At its simplest, this exhibition, with its before and after etchings of the Great Fire of London 1666, its painted scenes of the 1739 Great Frost, its photographic record of the ruins of San Francisco after the 1906 earthquake, its 1971 photo-montage of a crater on the moon, could be seen as documentary. But it is about far more than topographical record. The scenes that it presents are not necessarily truth — as anyone who seeks out the actual sites from which Lowry painted will find out.
Many of Lowry’s cityscapes were composites, assembled according to loose “linear” perspective so that if you study more closely, you can see that Lowry, while achieving a sense of depth by raising his viewpoint, has painted his figures as if seen from ground level. And several artists in this show have chosen such wilfully unrealistic perspective.
So why do artists choose the impossible view? Some seem to do so for almost propagandist reasons. The painters of biblical scenes set out to echo the all-powerful overview of God. Rich landowners wanted to display their own power, flaunting the expanse of their properties. And Moran’s dramatic painting done from the banks of the Colorado River was presumably, in part, intended to entice the rolling wagons of American pioneers further west. For others the impossible view was a stylistic choice. Turner’s fish-eye lens view of sunset over Petworth Park was intended to heighten a sense of the sun’s radiance and evoke the sublime. And the Italian Futurist, Severini, captures a sense of the modern bustle of boulevard life in the prismatic planes of his busy surface.
The artists’ own perceptions are integral to their presentations of the landscape. This show is less about what we see, than how we see it and why. Perhaps Lowry chose his isolated perspective because that was the way in which this solitary painter could convey his sense of aloneness, of how removed he felt from the matchstick people who milled about below.

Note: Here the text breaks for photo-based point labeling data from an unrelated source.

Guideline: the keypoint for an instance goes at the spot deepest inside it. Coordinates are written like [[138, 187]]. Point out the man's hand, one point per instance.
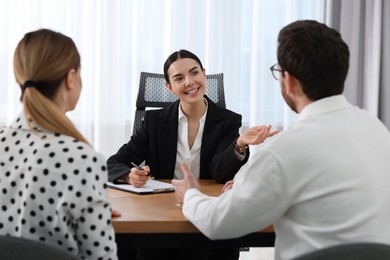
[[185, 184], [256, 135]]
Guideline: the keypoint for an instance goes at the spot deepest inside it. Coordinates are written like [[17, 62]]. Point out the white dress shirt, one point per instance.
[[184, 153], [53, 189], [323, 183]]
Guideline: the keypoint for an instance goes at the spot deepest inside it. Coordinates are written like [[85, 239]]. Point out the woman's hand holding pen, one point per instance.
[[138, 176]]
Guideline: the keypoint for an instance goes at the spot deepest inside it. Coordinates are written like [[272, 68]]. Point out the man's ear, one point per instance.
[[291, 82], [169, 87], [70, 79]]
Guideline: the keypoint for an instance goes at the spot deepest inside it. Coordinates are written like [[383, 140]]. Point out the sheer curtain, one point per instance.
[[364, 26], [119, 39]]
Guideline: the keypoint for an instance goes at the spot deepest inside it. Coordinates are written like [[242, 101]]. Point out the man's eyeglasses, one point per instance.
[[276, 71]]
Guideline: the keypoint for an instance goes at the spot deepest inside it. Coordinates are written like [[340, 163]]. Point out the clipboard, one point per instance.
[[151, 187]]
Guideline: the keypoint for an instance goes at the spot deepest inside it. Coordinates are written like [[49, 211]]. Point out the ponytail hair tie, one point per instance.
[[30, 83]]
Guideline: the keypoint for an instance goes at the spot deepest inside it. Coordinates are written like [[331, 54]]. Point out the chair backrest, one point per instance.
[[26, 249], [358, 251], [152, 93]]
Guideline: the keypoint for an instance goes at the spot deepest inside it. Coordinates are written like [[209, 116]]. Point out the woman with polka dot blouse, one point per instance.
[[52, 182]]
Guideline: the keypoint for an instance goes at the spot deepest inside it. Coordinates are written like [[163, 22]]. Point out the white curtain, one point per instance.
[[364, 25], [118, 39]]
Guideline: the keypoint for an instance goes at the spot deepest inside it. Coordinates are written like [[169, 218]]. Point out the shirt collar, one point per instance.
[[324, 105], [203, 118]]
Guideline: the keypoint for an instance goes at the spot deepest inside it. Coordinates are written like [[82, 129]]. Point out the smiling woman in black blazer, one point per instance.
[[157, 142], [192, 130]]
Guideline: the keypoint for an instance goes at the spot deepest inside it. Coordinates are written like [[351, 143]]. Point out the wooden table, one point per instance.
[[155, 221]]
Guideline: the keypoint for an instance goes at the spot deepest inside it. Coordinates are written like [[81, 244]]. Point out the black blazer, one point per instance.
[[155, 142]]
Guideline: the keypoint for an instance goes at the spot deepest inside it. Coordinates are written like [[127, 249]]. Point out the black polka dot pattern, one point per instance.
[[53, 189]]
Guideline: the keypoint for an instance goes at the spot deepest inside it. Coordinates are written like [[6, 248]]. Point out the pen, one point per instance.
[[140, 168]]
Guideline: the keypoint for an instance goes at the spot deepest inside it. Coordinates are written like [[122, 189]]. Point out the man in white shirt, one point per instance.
[[323, 183]]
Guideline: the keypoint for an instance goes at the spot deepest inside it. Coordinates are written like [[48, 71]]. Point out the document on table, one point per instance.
[[152, 186]]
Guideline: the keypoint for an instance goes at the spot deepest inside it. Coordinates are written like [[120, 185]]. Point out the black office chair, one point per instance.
[[358, 251], [26, 249], [152, 93]]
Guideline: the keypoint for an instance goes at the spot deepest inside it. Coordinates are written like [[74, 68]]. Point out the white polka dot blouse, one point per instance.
[[53, 189]]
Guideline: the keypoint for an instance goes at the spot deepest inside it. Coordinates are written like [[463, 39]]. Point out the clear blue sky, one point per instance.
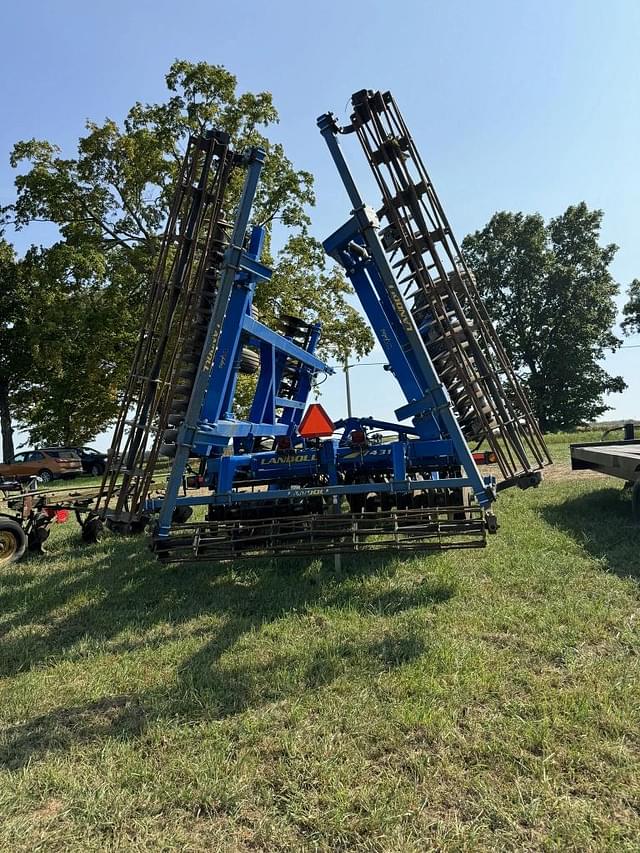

In his stark depiction of the road from Arras, Christopher Nevinson speaks of his horror at war’s devastation. In a photo-montage of the Grand Canyon, David Hockney seeks to capture the way we see the world, “not all at once but rather in discrete separate glances”. And by presenting a landscape in this way, he evokes our experience of it as it builds up around us, enveloping us like some aerial vision.
This show, for all its flaws (and the catalogue, by the way, is dreadful), takes us back to the fundamentals of art appreciation, to the experience of seeing as it establishes our place in the surrounding world.